Aussitôt que j'eus appris la mort de Pavelka j'écrivis à Trinkard. Mais «Trink» n'a jamais lu ma lettre; il avait déjà rejoint outre tombe le «marin».
Le légionnaire Christopher Charles me fit le récit de la mort de Trinkard dans une lettre écrite le 29 novembre, jour où son ancien camarade fut tué: 
«Notre pauvre petit Trinkard volait au-dessus du village où nous sommes cantonnés, vers onze heures moins le quart, le matin, avec deux autres pilotes de son escadrille. Tous trois se livraient aux acrobaties aériennes et Trinkard faisait de superbes glissades et des loopings. Tous les gars de la Légion admiraient son adresse lorsque tout d'un coup il se mit en vrille. Trinkard ne put rétablir son appareil et la chute continua tout droit jusqu'au sol. La colonne vertébrale et les deux jambes étaient brisées. Il avait été tué sur le coup.
« Il portait l'uniforme khaki et la fourragère rouge de la Légion. Les premiers soldats qui arrivèrent auprès de l'aéroplane brisé ignoraient le nom du pilote qui était tombé, mais lorsqu'ils reconnurent la décoration qui est le signe distinctif de notre corps et qu'ils surent ainsi que c'était l'un de leurs camarades de régiment qui venait de se tuer ils eurent une grande douleur. Je puis vous assurer que les engagés volontaires américains ont été particulièrement attristés, car Trinkard était un brave garçon et avait fait vaillammant son devoir à la Légion. Il semble navrant qu'un soldat qui avait survécu à tant de batailles et avait enduré tant de souffrances ait finalemen trouvé la mort dans un tel accident. Trinkard avait fait plus que son devoir pendant cette guerre, et cela joyeusement.»

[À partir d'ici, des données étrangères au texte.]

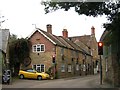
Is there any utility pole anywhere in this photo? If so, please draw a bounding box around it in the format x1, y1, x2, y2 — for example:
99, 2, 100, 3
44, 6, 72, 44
0, 16, 8, 29
98, 42, 103, 85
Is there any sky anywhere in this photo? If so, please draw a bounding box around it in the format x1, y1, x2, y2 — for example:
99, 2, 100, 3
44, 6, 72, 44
0, 0, 107, 41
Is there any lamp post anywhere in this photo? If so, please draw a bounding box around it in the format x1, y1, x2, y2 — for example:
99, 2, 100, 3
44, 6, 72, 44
32, 24, 37, 29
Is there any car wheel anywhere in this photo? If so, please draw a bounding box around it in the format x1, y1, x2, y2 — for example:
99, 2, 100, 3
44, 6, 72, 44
20, 74, 24, 79
37, 76, 42, 80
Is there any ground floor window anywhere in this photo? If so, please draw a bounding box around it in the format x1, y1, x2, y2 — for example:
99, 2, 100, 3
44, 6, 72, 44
32, 64, 45, 72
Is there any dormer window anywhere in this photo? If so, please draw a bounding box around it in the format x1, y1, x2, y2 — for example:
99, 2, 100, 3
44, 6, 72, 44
32, 44, 45, 53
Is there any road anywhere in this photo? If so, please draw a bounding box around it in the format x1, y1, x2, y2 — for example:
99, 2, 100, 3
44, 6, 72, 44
2, 75, 112, 88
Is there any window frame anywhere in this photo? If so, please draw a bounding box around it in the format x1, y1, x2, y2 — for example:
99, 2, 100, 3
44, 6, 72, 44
32, 44, 45, 53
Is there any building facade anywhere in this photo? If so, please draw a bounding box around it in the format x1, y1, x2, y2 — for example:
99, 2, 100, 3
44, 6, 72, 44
26, 24, 97, 78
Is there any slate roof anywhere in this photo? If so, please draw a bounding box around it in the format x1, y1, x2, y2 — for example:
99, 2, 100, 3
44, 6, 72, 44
28, 28, 90, 55
0, 29, 10, 53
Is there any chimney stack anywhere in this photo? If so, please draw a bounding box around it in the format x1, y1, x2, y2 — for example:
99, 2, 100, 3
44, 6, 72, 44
46, 24, 52, 34
91, 26, 95, 35
62, 29, 68, 38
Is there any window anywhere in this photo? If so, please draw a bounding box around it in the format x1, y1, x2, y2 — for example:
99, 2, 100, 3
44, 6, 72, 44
33, 44, 45, 52
68, 64, 72, 72
41, 44, 45, 52
76, 64, 79, 71
32, 64, 45, 72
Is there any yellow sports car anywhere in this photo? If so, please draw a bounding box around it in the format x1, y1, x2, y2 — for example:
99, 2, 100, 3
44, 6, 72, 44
18, 69, 50, 80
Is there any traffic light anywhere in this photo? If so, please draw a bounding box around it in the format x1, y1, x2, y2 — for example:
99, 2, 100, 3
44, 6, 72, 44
52, 56, 55, 63
98, 42, 103, 55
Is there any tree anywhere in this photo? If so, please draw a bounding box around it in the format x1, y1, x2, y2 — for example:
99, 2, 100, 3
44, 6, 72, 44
42, 0, 120, 86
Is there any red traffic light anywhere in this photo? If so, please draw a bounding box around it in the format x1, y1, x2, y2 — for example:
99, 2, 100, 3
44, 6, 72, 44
98, 42, 103, 55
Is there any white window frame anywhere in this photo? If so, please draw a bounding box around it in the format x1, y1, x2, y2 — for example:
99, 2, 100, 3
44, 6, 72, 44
32, 44, 45, 53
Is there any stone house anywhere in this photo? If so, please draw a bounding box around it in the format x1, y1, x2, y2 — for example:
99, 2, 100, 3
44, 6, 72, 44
100, 30, 120, 87
27, 24, 94, 78
69, 26, 99, 73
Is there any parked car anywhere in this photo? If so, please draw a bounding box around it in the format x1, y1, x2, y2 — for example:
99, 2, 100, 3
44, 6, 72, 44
18, 69, 50, 80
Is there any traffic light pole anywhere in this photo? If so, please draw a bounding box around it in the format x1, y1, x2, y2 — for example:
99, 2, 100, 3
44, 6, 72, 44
100, 55, 102, 85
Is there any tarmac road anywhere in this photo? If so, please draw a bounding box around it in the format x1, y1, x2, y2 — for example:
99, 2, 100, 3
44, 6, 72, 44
2, 75, 112, 88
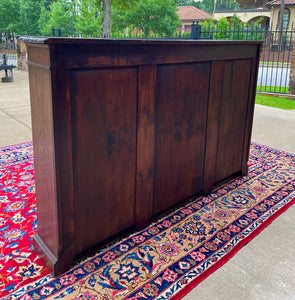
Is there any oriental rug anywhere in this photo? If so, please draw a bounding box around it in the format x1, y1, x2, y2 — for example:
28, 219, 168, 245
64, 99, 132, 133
0, 143, 295, 300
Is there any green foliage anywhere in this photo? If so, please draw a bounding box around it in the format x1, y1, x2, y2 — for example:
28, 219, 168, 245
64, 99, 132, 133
122, 0, 181, 37
17, 0, 41, 35
256, 85, 289, 94
177, 0, 201, 8
75, 0, 102, 35
200, 15, 264, 41
39, 0, 76, 35
199, 0, 214, 14
255, 94, 295, 110
0, 0, 20, 36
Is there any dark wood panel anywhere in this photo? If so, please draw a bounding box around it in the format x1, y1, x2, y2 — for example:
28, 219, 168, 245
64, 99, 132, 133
215, 60, 251, 182
73, 68, 137, 253
50, 40, 256, 68
154, 63, 210, 212
27, 38, 259, 275
29, 66, 59, 268
135, 65, 157, 228
203, 61, 225, 194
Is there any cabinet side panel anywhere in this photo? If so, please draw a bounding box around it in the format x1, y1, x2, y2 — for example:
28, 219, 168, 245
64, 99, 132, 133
154, 63, 210, 213
72, 68, 137, 253
29, 65, 58, 257
215, 59, 251, 182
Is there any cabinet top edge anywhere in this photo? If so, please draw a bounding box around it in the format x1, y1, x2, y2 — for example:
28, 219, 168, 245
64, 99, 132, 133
21, 36, 263, 46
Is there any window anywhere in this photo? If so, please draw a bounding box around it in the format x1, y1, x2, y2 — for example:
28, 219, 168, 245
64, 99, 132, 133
278, 8, 290, 29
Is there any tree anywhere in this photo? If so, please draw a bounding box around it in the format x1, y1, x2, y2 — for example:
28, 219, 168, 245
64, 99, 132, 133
102, 0, 112, 38
75, 0, 102, 35
200, 0, 214, 14
16, 0, 41, 35
177, 0, 201, 8
125, 0, 181, 36
39, 0, 76, 35
0, 0, 20, 36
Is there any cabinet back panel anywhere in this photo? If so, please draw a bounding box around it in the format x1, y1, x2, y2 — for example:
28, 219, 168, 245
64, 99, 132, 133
154, 63, 210, 212
72, 68, 137, 253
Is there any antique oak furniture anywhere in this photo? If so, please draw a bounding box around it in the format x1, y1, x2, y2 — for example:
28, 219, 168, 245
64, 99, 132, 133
27, 38, 260, 275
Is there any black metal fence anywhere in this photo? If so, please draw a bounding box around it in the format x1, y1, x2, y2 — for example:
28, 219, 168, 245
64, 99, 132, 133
0, 22, 295, 93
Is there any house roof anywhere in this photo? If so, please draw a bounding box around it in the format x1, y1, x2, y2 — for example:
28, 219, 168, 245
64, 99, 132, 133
176, 5, 213, 21
266, 0, 295, 6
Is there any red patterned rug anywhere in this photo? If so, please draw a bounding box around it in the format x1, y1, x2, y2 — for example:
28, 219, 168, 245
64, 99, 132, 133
0, 143, 295, 300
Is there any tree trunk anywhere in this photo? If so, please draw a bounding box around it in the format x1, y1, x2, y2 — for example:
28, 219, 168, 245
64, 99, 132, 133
102, 0, 112, 38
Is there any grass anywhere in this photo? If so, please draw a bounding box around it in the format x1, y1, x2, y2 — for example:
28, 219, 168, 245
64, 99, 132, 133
256, 85, 289, 94
255, 94, 295, 110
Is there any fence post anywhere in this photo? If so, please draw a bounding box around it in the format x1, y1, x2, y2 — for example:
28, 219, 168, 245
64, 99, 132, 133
191, 21, 202, 40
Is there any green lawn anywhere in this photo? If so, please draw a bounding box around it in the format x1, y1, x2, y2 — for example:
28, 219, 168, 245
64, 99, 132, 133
256, 85, 289, 94
255, 94, 295, 110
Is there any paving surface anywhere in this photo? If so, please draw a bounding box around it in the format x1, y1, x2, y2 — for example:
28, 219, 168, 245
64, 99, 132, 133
0, 71, 295, 300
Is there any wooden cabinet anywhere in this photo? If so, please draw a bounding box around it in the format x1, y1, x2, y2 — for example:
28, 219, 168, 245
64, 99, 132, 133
27, 38, 260, 275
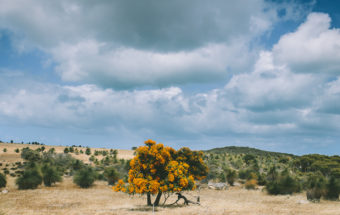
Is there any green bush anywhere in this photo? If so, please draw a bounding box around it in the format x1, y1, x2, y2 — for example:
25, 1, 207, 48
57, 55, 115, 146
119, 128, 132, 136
266, 171, 301, 195
227, 170, 237, 186
245, 179, 257, 190
85, 148, 91, 155
0, 173, 7, 188
21, 148, 41, 162
41, 164, 62, 187
73, 167, 96, 188
16, 168, 42, 190
104, 167, 118, 185
325, 176, 340, 200
306, 172, 326, 202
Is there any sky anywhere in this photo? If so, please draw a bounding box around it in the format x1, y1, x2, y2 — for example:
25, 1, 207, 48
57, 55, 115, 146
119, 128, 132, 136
0, 0, 340, 155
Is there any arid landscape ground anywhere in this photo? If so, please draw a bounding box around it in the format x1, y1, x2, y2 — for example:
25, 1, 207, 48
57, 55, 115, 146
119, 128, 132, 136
0, 144, 340, 215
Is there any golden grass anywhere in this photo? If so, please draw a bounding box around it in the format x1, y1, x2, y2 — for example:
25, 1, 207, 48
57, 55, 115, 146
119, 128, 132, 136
0, 143, 340, 215
0, 143, 133, 163
0, 178, 340, 215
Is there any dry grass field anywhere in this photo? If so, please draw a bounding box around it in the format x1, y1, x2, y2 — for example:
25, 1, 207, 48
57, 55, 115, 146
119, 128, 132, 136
0, 143, 340, 215
0, 143, 133, 163
0, 177, 340, 215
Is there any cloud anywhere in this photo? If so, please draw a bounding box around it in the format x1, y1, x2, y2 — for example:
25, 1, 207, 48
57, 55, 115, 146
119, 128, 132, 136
0, 0, 278, 89
52, 41, 252, 89
273, 13, 340, 75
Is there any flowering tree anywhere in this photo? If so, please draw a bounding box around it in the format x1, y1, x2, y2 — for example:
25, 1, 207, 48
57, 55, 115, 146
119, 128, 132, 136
113, 140, 208, 206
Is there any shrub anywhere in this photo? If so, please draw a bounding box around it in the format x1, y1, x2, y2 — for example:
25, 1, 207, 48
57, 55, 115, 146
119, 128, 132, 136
21, 148, 41, 162
0, 173, 7, 188
64, 147, 69, 154
85, 148, 91, 155
227, 170, 237, 186
41, 164, 62, 187
238, 169, 253, 179
73, 167, 96, 188
325, 176, 340, 200
245, 179, 257, 190
257, 174, 267, 186
104, 167, 118, 185
266, 172, 301, 195
306, 172, 326, 202
16, 168, 42, 190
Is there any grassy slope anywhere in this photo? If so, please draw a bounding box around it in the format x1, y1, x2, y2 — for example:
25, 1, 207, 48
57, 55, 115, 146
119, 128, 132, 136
205, 146, 296, 157
0, 143, 133, 163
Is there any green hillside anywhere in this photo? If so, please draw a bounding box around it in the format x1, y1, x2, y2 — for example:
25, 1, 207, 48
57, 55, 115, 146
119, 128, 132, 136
205, 146, 297, 157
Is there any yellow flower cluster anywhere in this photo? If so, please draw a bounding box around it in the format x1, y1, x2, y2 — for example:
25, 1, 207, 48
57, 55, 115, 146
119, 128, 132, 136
113, 140, 203, 197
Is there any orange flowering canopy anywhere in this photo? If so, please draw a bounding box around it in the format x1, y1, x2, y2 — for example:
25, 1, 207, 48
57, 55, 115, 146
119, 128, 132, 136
113, 140, 208, 197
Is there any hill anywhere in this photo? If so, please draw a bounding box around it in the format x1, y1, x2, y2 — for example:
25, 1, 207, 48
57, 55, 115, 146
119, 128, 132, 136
0, 142, 133, 163
205, 146, 297, 157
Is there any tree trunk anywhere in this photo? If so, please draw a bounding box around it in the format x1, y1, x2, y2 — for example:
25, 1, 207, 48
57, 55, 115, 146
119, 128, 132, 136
147, 193, 152, 206
153, 192, 162, 206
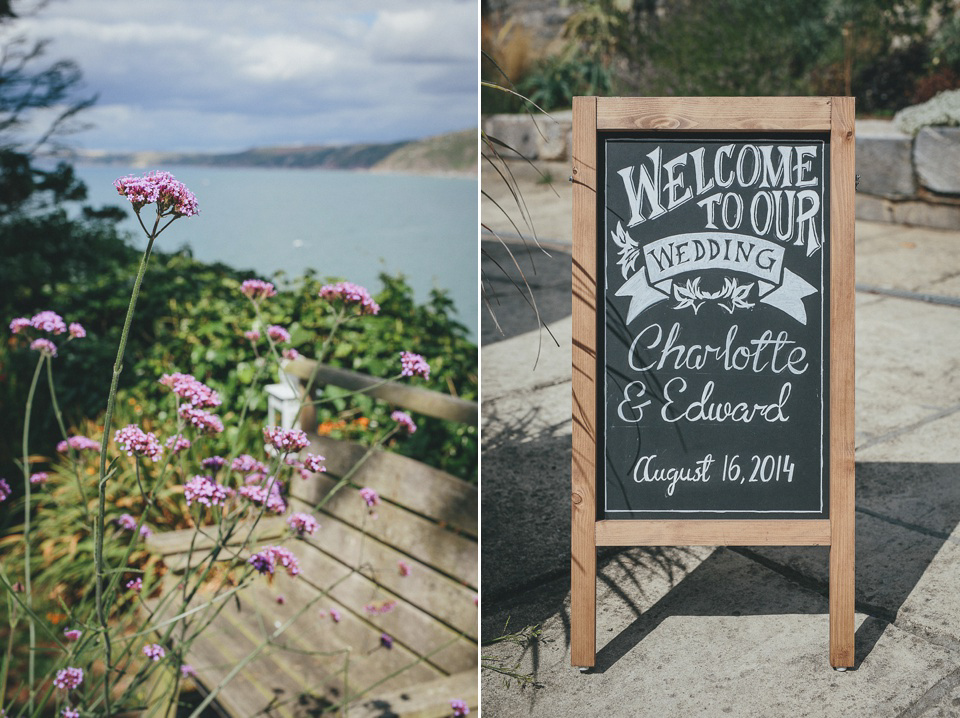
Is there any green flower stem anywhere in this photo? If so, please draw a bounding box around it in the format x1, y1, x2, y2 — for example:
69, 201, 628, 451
95, 222, 159, 715
45, 361, 90, 520
23, 353, 48, 711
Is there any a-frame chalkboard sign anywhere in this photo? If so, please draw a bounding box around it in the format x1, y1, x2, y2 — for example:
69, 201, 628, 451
571, 97, 855, 668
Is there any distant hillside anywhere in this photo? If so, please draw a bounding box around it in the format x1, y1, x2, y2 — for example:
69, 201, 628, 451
78, 130, 477, 174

Trinkard a été enterré au cimetière militaire de Toul et tous ses anciens camarades américains encore survivants à la Légion reçurent une autorisation spéciale pour assister à ses obsèques. Son souvenir et celui de son vieil ami Pavelka demeureront chez tous ceux qui les connurent et qui rendent hommage à la vaillance avec laquelle ils ont combattu pour les trois couleurs françaises.                                                      PAUL-AYRES ROCKWELL















Le sergent Paul Pavelka est le seul aviateur américain qui défende notre cause à Salonique. Avant de s'y rendre, il avait déjà abattu un avion sur le front français.
Il demanda à faire partie des escadrilles de l'armée d'Orient.